Tommy Hanson: In his second full season, it is time for Hanson to step up and join the elite fantasy starters. He pitched ridiculously well in the second half of 2010 with a line of 75 strikeouts in 106 innings, coupled with a 2.55 ERA and a 1.00 WHIP. I don’t think his strikeouts-per-nine innings (K/9) ratio is something you should get hung up on. If anything, his success in the K/9 department on the minor league level should point to a chance at bettering his numbers in 2011. With some added dominance, Hanson could be scary good.
Andrew McCutchen: McCutchen is a poor man’s Carl Crawford, and he is nowhere near his professional peak. So to value him this low isn’t really fair to how good he can and will be in 2011. The reason he has fallen on my big board is due in large part to the depth at the outfield position.

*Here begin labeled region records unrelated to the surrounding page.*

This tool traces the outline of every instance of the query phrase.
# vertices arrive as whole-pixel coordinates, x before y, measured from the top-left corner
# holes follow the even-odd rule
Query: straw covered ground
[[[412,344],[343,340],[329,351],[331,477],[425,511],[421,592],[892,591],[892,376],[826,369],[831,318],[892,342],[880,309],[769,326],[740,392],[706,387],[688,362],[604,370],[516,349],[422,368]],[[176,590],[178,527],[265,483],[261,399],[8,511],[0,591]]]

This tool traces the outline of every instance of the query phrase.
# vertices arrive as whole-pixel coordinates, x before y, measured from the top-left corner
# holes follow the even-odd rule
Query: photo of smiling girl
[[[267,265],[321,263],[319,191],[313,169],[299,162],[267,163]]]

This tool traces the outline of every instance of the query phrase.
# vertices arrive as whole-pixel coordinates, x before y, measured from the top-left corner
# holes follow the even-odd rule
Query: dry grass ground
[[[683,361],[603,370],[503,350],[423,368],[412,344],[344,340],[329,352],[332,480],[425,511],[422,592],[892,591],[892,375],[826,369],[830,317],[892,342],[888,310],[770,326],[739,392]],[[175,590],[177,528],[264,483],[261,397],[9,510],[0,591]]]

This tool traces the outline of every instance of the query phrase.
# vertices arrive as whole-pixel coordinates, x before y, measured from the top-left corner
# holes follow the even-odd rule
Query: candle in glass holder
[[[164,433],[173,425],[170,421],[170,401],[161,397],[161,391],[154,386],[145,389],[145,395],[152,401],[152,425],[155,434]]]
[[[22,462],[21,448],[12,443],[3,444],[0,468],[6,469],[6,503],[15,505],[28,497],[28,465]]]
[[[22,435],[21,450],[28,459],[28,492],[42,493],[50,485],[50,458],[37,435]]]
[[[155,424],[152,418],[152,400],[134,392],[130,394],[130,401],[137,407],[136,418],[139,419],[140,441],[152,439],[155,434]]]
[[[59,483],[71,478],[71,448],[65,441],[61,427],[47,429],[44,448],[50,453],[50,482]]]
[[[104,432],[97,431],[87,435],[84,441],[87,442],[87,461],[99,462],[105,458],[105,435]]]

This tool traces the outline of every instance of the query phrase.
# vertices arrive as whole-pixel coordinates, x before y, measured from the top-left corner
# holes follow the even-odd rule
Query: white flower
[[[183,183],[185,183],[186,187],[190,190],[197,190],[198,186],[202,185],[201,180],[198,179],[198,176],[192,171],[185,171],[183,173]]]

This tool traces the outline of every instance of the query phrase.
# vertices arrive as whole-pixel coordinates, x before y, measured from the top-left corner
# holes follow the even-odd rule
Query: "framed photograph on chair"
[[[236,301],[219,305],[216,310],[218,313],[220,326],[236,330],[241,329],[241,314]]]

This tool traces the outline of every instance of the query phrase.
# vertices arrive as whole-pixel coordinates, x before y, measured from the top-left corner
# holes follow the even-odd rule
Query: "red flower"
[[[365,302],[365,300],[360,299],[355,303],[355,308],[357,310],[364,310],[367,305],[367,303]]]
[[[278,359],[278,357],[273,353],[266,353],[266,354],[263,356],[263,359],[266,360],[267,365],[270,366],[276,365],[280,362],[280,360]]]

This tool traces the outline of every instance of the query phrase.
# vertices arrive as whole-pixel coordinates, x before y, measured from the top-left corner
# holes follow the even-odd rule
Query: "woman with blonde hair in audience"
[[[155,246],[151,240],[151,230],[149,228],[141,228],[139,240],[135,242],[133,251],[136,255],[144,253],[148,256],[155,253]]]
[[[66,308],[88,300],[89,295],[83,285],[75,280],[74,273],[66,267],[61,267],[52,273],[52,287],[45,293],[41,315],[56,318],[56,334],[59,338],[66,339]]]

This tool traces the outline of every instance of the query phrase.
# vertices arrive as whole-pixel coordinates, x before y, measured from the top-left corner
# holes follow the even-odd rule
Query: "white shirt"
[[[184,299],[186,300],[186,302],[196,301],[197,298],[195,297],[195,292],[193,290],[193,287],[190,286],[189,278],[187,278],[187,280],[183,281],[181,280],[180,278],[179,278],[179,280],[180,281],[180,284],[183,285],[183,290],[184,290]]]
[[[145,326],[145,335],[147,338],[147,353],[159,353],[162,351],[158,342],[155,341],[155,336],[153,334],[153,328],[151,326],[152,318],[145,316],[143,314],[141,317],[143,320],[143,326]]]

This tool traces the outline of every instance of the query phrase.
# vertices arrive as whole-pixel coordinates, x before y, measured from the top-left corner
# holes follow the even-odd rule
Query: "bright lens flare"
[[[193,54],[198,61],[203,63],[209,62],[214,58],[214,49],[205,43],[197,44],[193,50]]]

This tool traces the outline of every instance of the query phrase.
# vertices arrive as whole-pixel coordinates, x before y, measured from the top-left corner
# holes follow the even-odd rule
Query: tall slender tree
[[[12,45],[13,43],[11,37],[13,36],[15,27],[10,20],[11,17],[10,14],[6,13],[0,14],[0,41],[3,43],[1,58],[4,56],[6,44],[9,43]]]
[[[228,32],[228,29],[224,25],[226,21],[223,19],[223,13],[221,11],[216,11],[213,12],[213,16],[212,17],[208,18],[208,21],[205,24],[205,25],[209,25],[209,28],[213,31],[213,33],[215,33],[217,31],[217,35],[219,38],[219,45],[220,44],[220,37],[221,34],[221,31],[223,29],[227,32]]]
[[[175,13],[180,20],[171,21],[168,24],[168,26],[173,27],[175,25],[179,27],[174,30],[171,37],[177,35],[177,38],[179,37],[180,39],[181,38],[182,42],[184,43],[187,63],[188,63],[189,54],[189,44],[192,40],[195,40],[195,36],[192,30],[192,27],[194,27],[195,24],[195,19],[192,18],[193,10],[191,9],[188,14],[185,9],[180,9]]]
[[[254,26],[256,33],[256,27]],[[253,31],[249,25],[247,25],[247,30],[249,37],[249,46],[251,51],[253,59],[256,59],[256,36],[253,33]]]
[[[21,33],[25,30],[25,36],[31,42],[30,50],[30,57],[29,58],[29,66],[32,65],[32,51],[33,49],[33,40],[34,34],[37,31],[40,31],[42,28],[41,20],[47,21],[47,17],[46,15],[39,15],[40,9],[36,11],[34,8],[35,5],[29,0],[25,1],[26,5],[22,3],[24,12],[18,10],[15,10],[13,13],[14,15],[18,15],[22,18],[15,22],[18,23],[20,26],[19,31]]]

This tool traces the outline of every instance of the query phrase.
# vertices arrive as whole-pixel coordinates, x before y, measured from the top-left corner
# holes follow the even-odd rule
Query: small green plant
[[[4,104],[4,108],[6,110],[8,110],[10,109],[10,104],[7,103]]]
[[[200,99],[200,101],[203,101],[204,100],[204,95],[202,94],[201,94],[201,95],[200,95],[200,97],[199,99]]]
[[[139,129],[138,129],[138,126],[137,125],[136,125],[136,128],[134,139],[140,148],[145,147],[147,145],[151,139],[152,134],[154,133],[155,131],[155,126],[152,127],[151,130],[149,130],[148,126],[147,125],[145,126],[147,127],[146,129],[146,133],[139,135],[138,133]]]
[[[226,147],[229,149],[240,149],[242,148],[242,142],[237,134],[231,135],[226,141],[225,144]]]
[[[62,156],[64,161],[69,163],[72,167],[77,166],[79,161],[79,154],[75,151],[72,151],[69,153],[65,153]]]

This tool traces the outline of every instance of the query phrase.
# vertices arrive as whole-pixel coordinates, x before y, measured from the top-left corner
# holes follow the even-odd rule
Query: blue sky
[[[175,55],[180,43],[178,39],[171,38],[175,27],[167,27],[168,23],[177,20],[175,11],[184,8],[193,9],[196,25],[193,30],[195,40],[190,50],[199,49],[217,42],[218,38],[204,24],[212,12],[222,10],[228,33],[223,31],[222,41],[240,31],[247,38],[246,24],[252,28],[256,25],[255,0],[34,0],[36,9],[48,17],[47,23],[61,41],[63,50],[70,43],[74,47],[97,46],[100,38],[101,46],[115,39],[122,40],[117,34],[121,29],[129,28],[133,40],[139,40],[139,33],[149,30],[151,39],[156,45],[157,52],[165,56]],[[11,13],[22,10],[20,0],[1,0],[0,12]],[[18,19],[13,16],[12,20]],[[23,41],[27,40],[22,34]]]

Jacoby Ellsbury: Ellsbury is back and leading off atop the best offensive lineup in the game, he has speed blessed by God, and he works hard at his craft and understands his role. If he is healthy, he shouldn’t be too far off his 2009 stat levels. I would adjust his batting average down a bit, and he might need some time to rev his engine. The steals will come in bunches, and he could wiggle into the Top 15 overall players by season’s end.
Overall lack of starting pitchers: I can’t draft pitching before the third round. Maybe it’s against my religion or something. Whether that’s a weakness or not, I haven't yet decided. So my rankings throughout the 300 will be hitter skewed. Forgive me for letting my personal draft strategies influence my rankings.